Chez Intermarché-Circus-Wanty, l’objectif d’une première victoire d’étape dans l’histoire de la formation n’a pu être abouti, malgré les offensives de Lilian Calmejane, Rui Costa ou surtout Georg Zimmermann. L’équipe semblait pourtant parti vers un grand Tour de France grâce à son leader sud-africain Louis Meintjes. Treizième du général après le Grand Colombier, mais toujours parmi les meilleurs grimpeurs sur les sommets, le coureur de 31 ans a finalement dû abandonner sur chute le lendemain. Biniam Girmay, pour son premier Tour, a tenté sa chance sur les sprints, mais a dû se contenter d’une troisième et d’une sixième places. Une leçon pour l’Érythréen de 23 ans qui a découvert la difficulté d’un Tour de France.
Notons enfin les autres prestations belges marquantes de ce Tour.
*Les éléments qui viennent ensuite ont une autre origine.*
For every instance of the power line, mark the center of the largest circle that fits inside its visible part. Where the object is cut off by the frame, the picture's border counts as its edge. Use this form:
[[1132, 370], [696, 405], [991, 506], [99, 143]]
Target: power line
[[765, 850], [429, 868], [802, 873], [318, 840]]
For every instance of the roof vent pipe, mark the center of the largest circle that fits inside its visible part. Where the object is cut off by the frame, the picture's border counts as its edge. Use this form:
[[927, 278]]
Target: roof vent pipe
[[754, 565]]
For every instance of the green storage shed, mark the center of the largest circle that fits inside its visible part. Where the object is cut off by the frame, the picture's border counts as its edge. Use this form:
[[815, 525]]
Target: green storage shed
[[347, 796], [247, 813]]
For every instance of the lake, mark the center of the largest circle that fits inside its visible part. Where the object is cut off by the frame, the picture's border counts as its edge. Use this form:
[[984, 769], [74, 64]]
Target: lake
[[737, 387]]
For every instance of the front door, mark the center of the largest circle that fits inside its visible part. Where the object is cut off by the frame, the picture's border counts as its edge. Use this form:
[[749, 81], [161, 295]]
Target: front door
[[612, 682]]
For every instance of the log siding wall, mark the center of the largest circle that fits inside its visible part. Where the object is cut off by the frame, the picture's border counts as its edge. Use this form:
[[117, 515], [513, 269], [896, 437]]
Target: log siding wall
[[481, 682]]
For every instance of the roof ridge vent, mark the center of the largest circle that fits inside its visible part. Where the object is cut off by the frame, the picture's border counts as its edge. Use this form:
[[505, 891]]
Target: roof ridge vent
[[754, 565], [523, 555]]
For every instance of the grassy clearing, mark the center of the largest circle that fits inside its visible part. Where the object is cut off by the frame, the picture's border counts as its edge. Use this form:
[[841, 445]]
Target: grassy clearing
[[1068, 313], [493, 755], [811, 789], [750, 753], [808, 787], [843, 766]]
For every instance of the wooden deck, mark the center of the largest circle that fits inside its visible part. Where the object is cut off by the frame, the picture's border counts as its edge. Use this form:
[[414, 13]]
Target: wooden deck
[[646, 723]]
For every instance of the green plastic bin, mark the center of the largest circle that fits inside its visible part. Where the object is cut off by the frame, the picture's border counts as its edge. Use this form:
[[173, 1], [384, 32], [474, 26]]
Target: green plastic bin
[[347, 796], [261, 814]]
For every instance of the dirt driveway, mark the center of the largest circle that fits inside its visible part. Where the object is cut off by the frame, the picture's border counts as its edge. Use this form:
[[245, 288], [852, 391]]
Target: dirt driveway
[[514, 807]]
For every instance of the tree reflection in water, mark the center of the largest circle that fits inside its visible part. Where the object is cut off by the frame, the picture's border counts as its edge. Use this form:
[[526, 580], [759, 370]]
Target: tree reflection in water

Wout van Aert (Jumbo-Visma), toujours au charbon pour Jonas Vingegaard, a tenté tant et plus sur cette épreuve intense. Il a finalement échoué à la deuxième place à Saint-Sébastien et à Saint-Gervais, et à la troisième à Limoges et Combloux. Il a finalement quitté le Tour, pour la première fois sans victoire d’étape, pour assister à la naissance de son deuxième fils, Jérôme. La Belgique a connu un autre vainqueur en cette fin de Tour : Jordi Meeus (Bora-Hansgrohe). Le sprinter de 25 ans, préféré à Sam Bennett par sa formation, a finalement obtenu son premier podium… et sa première victoire, à la photo-finish, sur les Champs-Élysées. Son visage incrédule sur la ligne était confirmé par l’écart infime avec Philipsen.